14. If on the basis of the materials on record, a Court could come to the conclusion that commission of the offence is a probable consequence; a case of framing of charge exists. For the purpose of framing charge under Section 228 Cr.P.C., the Court is to consider judicially whether on consideration of the materials on record, it can be said that the accused has been reasonably connected with the offence alleged to have been committed and that on the basis of the said material there is a reasonable probability or chance of the accused being found guilty of the offence alleged. If the answer is in the affirmative, the Court will be at liberty to presume “that the accused has committed an offence” as mentioned in Section 228 of the Code for the purpose of framing charge.

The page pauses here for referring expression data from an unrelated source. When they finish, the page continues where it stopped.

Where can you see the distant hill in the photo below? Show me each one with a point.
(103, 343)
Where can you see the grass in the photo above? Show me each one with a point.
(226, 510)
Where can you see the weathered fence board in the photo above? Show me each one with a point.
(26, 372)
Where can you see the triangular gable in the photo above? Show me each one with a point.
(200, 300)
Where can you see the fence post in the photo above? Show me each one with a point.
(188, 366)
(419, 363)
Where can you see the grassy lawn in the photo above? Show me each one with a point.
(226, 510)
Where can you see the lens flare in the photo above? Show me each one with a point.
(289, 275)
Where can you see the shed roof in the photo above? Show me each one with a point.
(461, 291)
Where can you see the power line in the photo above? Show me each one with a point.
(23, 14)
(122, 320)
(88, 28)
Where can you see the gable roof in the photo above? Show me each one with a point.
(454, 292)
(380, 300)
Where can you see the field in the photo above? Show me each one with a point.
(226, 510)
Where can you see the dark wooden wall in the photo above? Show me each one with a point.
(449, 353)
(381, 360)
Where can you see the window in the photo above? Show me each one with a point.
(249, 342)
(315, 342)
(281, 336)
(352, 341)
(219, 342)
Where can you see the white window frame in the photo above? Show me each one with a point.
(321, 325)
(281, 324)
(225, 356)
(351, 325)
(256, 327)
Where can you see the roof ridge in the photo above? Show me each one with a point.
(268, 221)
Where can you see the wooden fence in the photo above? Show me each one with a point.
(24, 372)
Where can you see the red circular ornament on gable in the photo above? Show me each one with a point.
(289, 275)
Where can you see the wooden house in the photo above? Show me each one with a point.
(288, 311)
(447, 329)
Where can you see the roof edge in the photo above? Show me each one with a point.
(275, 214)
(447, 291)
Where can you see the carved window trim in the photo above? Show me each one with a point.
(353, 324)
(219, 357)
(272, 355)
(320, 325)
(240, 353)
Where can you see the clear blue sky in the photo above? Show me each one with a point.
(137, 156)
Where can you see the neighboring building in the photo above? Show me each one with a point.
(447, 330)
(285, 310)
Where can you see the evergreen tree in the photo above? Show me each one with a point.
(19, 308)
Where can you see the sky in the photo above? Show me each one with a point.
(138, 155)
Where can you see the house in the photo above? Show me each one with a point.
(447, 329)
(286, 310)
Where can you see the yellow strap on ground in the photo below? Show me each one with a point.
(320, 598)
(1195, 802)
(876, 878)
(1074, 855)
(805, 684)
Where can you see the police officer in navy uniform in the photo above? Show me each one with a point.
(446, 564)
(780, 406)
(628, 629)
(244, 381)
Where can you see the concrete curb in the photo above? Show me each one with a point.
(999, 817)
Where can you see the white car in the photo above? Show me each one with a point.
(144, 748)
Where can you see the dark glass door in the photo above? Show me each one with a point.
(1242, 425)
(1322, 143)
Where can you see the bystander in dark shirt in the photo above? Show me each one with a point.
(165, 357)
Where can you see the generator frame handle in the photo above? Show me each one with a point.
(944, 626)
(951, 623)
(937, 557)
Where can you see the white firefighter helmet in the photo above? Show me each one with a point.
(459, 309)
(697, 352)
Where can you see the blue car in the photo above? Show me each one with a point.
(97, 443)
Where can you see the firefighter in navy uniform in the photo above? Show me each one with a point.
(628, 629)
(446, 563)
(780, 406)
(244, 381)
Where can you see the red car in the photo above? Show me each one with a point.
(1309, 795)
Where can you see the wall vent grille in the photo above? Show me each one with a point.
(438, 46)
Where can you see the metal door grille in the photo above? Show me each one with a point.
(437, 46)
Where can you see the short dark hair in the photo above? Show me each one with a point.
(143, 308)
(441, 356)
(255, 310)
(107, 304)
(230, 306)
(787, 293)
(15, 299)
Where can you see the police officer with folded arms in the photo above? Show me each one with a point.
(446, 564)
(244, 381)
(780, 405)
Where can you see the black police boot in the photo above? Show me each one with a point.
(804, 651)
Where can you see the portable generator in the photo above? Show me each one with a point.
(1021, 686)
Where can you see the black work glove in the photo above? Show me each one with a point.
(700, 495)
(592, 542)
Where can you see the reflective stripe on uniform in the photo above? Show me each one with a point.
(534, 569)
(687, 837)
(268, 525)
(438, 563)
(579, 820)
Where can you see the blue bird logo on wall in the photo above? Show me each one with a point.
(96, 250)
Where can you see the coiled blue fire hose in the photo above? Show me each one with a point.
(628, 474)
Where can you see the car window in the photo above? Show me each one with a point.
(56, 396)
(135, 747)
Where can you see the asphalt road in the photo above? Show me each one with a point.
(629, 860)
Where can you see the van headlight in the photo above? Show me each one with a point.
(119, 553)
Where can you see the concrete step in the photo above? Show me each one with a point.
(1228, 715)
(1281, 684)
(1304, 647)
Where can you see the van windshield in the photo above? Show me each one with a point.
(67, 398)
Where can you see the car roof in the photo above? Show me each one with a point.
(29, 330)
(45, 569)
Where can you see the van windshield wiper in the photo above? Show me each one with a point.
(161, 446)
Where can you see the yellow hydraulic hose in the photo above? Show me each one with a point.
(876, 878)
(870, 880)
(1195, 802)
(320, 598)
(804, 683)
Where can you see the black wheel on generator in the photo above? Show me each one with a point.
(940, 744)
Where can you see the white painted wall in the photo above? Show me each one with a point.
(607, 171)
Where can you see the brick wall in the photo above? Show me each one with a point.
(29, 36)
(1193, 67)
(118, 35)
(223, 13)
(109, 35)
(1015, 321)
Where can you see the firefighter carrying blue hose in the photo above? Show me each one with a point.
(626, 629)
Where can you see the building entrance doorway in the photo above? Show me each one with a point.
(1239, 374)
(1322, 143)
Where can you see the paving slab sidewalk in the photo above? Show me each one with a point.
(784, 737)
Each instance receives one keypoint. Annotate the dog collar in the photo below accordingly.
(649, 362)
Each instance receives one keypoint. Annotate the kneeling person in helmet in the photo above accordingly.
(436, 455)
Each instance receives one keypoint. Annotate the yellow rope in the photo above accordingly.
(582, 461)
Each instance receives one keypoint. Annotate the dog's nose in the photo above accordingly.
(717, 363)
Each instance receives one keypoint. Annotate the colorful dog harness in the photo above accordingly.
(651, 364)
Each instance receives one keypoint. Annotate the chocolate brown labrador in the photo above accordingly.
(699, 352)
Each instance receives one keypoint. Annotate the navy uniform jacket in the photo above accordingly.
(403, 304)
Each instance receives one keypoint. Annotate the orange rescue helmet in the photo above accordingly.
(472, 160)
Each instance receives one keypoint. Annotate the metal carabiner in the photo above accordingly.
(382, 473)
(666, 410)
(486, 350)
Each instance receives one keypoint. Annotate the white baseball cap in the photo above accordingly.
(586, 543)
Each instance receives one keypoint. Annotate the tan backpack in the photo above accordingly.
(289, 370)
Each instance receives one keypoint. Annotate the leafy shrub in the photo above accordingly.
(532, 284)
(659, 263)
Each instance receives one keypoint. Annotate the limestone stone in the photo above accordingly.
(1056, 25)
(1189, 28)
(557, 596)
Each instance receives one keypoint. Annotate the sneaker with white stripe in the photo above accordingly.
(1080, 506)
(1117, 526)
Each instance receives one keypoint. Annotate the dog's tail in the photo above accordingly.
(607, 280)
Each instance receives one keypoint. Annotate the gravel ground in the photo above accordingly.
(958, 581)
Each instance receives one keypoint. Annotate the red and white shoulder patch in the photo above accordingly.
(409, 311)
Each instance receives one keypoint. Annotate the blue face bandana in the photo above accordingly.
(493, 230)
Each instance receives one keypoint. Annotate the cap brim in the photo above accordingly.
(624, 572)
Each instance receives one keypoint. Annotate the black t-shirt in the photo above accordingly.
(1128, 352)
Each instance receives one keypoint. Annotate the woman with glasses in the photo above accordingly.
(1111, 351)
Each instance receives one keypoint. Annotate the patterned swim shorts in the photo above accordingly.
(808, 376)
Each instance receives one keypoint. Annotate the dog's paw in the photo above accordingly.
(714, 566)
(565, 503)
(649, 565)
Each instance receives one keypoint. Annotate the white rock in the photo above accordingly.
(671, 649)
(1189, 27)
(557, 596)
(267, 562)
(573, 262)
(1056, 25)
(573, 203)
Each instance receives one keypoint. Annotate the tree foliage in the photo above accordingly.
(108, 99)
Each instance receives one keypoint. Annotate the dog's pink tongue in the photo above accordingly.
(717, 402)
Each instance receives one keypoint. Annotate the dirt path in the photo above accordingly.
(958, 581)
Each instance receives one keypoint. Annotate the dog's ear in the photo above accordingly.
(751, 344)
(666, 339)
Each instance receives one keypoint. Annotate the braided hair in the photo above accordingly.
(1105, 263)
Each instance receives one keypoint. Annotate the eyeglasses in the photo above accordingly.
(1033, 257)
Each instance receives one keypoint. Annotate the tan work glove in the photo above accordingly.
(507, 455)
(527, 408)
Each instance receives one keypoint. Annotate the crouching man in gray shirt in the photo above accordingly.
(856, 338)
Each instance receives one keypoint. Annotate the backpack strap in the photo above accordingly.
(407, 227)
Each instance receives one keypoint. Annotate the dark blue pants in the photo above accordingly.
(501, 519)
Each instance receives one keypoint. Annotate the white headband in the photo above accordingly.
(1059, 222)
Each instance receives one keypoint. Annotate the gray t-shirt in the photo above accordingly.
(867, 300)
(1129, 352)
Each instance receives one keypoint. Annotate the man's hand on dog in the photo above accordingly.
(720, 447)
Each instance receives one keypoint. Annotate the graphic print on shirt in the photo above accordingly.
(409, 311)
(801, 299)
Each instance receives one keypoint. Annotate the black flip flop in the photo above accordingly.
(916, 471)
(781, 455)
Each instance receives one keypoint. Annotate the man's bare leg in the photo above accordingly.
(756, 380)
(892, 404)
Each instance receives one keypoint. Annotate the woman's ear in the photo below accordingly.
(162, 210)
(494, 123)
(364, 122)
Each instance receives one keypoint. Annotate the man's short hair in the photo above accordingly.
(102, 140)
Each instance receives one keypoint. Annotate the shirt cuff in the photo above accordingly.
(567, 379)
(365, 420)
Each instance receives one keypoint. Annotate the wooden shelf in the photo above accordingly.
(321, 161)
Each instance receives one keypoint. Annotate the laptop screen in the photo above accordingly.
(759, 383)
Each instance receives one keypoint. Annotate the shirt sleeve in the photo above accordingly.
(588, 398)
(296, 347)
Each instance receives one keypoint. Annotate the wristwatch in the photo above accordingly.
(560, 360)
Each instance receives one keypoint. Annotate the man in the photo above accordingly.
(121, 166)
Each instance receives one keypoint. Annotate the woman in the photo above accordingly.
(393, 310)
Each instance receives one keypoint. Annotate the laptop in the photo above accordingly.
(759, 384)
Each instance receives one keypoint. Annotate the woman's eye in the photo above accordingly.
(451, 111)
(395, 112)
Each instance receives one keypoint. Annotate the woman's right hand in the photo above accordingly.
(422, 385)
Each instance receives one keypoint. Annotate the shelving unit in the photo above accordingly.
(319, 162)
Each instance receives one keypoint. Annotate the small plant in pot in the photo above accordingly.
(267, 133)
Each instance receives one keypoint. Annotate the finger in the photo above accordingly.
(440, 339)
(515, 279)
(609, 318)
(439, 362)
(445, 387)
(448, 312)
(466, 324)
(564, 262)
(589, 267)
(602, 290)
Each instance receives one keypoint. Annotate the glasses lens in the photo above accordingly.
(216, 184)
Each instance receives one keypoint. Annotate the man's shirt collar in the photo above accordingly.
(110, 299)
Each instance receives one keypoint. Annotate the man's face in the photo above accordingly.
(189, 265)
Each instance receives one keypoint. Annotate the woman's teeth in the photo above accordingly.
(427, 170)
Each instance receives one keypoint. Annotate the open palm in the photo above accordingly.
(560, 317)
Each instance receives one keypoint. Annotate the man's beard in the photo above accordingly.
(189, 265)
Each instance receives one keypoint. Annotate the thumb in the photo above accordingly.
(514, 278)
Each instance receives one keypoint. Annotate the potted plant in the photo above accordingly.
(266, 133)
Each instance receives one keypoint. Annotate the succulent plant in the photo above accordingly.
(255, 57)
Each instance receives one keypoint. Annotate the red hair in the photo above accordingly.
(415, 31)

15. Again, the law is very clear that the court should refrain from quashing the FIR on the ground that the allegations made in the FIR were false. Inherent powers under Section 482 Cr.P.C. though wide have to be exercised sparingly, carefully and with great caution and only when such exercise is justified by the tests specifically laid down in the Section itself. Authority of the court exists for the advancement of justice. If any abuse of the process leading to injustice is brought to the notice of the court, then the Court would be justified in preventing injustice by invoking inherent powers in the absence of specific provisions in the statute [‘Subhkaran Luharuka & Anr. vs. State‘ (supra)] . In the instant case, it cannot be contended that the allegations made in the First Information Report or the complaint do not prima facie constitute offence or make out a case against the accused.

16. In the light of the above discussion, I find no merit in the petition and it is dismissed. Pending application also stands disposed of.

17. Observations in the order shall have no impact on merits of the case.

18. Trial Court record (if any) be sent back forthwith with the copy of the order.